Friday, November 14, 2008

When it's time to lean...

Times are a little tough right now.

People are hurting financially, and emotionally. Even if you're not directly affected by the economic climate, you may struggle. Sometimes worries afflict - the worst-case scenario plays over and over in your mind, zapping strength and motivation.

Perhaps you're not feeling particularly strong these days.

"Lean on me when you're not strong..." the first stanza of that popular song says. Who can you lean on? Who can provide strength?

As Christians we lean on Jesus - He can fulfill all our needs in a perfect way. He's first.

Maybe we can also lean on our parents, or friends, or extended family.

Can we also lean on our spouse?

We can if they really know us:
  • We can lean on our spouse if they know our needs.
  • We can lean on our spouse if they know our fears.
  • We can lean on our spouse if they know what brings us joy.
  • We can lean on our spouse if they know what motivates us.
  • We can lean on our spouse if they know what we value.

Being encouraged isn't all about the other person taking action. Your participation in the process is necessary. Have you taken the time to share intimate knowledge of yourself with your spouse? They're not mind readers, you know.

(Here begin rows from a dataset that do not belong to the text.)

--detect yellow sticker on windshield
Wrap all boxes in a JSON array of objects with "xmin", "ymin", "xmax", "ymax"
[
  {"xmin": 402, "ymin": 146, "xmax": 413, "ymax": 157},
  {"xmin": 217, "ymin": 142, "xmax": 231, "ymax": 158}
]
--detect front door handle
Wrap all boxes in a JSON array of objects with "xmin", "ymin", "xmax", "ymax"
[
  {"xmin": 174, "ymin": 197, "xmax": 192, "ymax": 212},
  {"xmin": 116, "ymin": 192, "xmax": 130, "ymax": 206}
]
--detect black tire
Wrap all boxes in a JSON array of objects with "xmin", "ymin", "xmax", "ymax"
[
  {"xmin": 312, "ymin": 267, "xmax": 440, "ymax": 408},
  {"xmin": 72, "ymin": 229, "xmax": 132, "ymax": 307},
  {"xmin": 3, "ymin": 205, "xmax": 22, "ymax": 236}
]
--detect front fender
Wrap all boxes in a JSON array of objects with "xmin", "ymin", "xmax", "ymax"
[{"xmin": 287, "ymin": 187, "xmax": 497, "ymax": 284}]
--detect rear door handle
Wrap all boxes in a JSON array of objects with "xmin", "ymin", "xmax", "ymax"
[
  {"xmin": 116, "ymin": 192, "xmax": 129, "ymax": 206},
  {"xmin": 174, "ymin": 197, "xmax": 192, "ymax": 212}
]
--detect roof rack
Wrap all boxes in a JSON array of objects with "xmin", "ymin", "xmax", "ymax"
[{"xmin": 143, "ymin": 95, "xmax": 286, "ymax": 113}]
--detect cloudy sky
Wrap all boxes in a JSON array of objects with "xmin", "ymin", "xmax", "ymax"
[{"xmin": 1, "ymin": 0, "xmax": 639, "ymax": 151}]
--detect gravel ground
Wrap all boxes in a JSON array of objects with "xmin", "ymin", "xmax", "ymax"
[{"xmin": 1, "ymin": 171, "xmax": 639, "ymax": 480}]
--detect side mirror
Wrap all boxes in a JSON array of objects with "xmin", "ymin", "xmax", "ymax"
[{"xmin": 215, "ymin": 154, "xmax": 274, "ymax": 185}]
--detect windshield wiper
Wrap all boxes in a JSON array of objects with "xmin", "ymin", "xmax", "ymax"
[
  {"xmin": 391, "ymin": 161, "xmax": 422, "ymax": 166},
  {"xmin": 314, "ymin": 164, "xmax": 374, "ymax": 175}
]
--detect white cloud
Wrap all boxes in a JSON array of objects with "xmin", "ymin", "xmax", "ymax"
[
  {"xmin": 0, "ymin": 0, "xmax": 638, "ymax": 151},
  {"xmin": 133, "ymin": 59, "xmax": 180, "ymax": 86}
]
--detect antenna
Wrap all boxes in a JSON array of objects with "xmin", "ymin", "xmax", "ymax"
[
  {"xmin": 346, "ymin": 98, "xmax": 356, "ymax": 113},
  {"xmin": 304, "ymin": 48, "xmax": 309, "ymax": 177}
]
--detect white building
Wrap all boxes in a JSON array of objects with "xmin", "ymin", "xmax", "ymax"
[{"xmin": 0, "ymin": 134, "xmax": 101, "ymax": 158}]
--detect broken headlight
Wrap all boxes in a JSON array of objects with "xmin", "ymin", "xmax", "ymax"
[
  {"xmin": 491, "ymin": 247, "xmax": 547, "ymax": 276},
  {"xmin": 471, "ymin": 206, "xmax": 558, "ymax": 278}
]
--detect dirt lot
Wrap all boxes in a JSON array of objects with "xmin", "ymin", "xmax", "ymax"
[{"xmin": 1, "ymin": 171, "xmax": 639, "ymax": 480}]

God knows all things - not your spouse!

If you're feeling the need to lean - to be encouraged - I challenge you to arrange an intimate, quiet few hours with your spouse. Tell them you want to be alone together to talk and you need them to listen.

Is this idea scary?

Most of us don't walk around naked - either in body or spirit. Sharing hearts - being naked emotionally - is much harder than climbing into bed to experience physical intimacy with your spouse. It can feel excruciating to expose deep emotions.

It's OK to begin small. Uncover one aspect of what you're feeling at the start. Try exposing only one fear to your spouse. They may surprise you and provide a loving shoulder to lean on. That's one way to feel encouraged - to feel validated because your spouse has intimate knowledge of who you are.

Validating with intimate knowledge may be the most elusive of all the seven encouragement actions because it requires transparency. Emotional intimacy doesn't come easily. Guessing will not work when your spouse wants to validate your needs, fears, or joys. Your spouse needs something to work with and it's up to you to share.

God can use your spouse to encourage you. After you've taken your concerns to the Lord in prayer, try sharing with the one you married. Experience how your spouse's ability to encourage you will deepen - from a puddle to a bottomless well.